Il Coronavirus su un Paese in macerie e la guerra dei bambini
La vulnerabilità dei siriani è ulteriormente aggravata dalla pandemia di Coronavirus, in un contesto nel quale curarsi è molto difficile, se non impossibile.
Secondo un report della Ong Physicians for Human Rights, i bombardamenti indiscriminati su obiettivi civili hanno colpito il 50% degli ospedali, provocando la distruzione o il danneggiamento di oltre 570 tra ospedali e strutture sanitarie. Ben quaranta di questi attacchi sono stati perpetrati tra aprile 2019 e febbraio 2020. Questo tipo di violenze, contrario a tutte le convenzioni internazionali, ha anche provocato la morte di più di mille medici, operatori sanitari e soccorritori.
La crisi in Siria infatti è caratterizzata anche da continue violazioni del diritto internazionale umanitario e dei diritti umani. La dichiarazione delle Nazioni Unite del 2005 sulla responsabilità di protezione dei civili è stata violata più volte in Siria, con il blocco da parte del regime e dei terroristi dell’Isis all’accesso degli aiuti umanitari in alcune aree, e la mancata protezione dei civili da stupri, violenze e massacri.

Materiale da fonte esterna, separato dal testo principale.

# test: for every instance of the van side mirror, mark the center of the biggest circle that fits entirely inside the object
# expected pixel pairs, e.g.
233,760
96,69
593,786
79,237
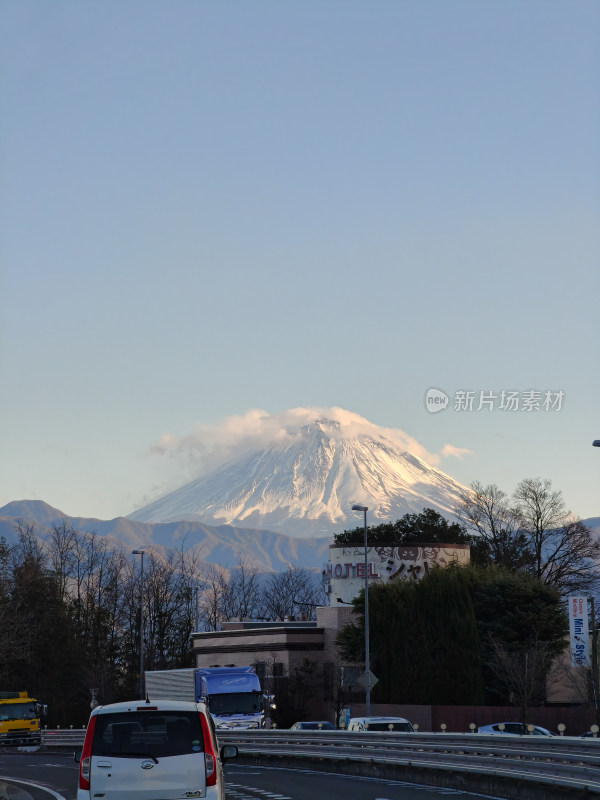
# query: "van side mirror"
228,751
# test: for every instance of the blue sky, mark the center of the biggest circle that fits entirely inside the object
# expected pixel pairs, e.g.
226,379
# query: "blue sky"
211,207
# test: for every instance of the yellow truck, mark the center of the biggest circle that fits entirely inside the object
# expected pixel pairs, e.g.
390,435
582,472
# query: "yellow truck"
20,719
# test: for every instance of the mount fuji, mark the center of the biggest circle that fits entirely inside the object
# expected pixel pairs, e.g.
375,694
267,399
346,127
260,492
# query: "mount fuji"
305,485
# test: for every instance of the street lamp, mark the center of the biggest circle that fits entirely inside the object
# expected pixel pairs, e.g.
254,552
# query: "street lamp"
364,509
141,553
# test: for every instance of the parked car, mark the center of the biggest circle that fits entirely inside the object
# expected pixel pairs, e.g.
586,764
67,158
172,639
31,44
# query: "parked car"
320,725
142,750
514,729
380,724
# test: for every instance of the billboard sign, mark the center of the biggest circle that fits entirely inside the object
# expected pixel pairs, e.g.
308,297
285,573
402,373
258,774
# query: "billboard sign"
579,631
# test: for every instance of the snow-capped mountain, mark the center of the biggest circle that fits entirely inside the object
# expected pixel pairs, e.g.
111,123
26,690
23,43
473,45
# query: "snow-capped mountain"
306,485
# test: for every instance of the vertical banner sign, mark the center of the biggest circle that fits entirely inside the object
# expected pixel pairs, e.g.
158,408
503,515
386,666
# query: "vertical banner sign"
580,636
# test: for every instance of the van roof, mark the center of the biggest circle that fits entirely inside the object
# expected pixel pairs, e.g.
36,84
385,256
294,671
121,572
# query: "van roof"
142,705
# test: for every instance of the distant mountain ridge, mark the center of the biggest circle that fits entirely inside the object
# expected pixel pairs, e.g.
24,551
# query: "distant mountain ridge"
223,545
306,485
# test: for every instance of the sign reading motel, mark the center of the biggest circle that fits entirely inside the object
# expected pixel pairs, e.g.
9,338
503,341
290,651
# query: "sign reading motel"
344,573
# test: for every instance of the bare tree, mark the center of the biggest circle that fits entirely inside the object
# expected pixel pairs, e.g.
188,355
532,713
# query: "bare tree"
292,592
498,538
210,601
522,672
565,554
242,598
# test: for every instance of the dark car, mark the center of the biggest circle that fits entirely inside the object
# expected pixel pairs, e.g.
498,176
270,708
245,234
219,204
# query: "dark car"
313,726
514,729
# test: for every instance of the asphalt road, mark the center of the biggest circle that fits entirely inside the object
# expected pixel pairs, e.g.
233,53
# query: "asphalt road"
50,776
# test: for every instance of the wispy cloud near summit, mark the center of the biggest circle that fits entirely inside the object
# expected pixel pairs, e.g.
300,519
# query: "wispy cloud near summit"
207,447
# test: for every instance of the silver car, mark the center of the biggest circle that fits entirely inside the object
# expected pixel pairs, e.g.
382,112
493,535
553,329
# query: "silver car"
514,729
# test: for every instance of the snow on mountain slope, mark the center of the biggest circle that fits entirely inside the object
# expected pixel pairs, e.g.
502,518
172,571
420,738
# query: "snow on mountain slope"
306,485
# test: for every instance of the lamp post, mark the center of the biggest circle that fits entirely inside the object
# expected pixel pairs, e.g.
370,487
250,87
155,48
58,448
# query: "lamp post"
141,553
364,509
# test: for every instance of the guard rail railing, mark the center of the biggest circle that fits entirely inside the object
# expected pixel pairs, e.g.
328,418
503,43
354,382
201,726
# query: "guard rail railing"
556,767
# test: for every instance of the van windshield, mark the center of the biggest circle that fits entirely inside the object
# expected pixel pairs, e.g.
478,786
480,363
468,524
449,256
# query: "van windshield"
147,733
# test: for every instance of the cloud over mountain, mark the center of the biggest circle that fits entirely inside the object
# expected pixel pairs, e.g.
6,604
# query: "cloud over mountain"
299,472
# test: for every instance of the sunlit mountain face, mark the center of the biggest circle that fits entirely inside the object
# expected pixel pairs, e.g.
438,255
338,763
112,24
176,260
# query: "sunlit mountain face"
306,485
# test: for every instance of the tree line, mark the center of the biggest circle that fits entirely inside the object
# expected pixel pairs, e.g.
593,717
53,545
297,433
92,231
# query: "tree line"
487,633
70,613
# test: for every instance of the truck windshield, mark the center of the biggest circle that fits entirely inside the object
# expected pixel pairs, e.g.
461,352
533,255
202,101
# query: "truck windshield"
235,703
17,711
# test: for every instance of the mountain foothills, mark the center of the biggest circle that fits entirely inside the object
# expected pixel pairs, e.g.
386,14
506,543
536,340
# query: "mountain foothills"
223,545
306,484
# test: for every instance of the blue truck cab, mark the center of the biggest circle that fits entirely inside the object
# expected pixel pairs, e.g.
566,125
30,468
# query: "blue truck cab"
233,695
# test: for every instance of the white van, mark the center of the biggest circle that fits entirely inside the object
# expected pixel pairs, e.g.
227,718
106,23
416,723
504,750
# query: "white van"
141,750
397,724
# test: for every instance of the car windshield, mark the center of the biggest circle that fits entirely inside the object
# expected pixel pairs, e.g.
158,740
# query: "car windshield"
146,733
235,703
17,711
388,726
315,726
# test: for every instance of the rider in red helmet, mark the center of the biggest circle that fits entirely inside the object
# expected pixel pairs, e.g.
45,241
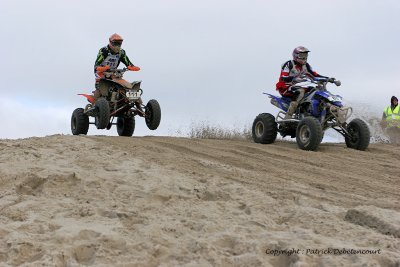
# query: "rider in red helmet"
291,73
109,57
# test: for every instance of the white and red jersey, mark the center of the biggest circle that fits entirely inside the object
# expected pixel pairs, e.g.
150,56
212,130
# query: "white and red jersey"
290,70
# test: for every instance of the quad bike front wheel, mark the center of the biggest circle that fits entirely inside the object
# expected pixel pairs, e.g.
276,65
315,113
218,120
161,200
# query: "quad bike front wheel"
79,122
264,129
125,126
153,114
359,135
309,134
102,116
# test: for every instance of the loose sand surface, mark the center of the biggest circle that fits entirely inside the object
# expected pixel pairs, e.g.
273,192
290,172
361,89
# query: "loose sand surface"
164,201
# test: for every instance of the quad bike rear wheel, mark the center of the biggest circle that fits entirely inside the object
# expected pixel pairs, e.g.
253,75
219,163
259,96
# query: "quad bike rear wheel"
102,117
264,129
359,135
153,114
309,134
125,126
79,122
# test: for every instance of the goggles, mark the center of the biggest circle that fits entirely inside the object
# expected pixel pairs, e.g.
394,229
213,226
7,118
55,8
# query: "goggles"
302,56
116,43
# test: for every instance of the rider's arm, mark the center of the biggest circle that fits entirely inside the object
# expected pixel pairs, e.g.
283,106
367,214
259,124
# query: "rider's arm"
101,56
124,59
285,77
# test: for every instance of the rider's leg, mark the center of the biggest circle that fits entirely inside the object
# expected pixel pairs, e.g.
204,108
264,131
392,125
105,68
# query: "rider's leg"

Passerà alla storia il comunicato bianco diffuso dall’Unicef il 20 febbraio 2018 con una nota: “Non abbiamo più parole per descrivere la sofferenza dei bambini e il nostro sdegno”. In questo quadro drammatico, infatti, sono proprio i bambini ad aver pagato il prezzo più alto: secondo il SNHR sono quasi 30.000 quelli rimasti uccisi, mentre secondo l’Unicef il conflitto ne ha colpiti circa 5,5 milioni. Oltre la metà dei profughi e degli sfollati, infatti, è composta da minori, e metà di loro non va più a scuola. Scrivere la parola futuro, per loro, diventerà particolarmente difficile.
Se la corsa a ricostruire case, strade e siti archeologici è già partita (non certo per amore dei siriani, che oggi subiscono un esilio forzato di massa), nessuno si preoccupa della ricostruzione delle relazioni umane, famigliari, comunitarie di un Paese dove per secoli hanno convissuto etnie e confessioni diverse, che oggi si guardano con dolore e paura a causa della guerra e della deriva settaria che ha preso. Che cosa potrà essere una Siria senza i siriani?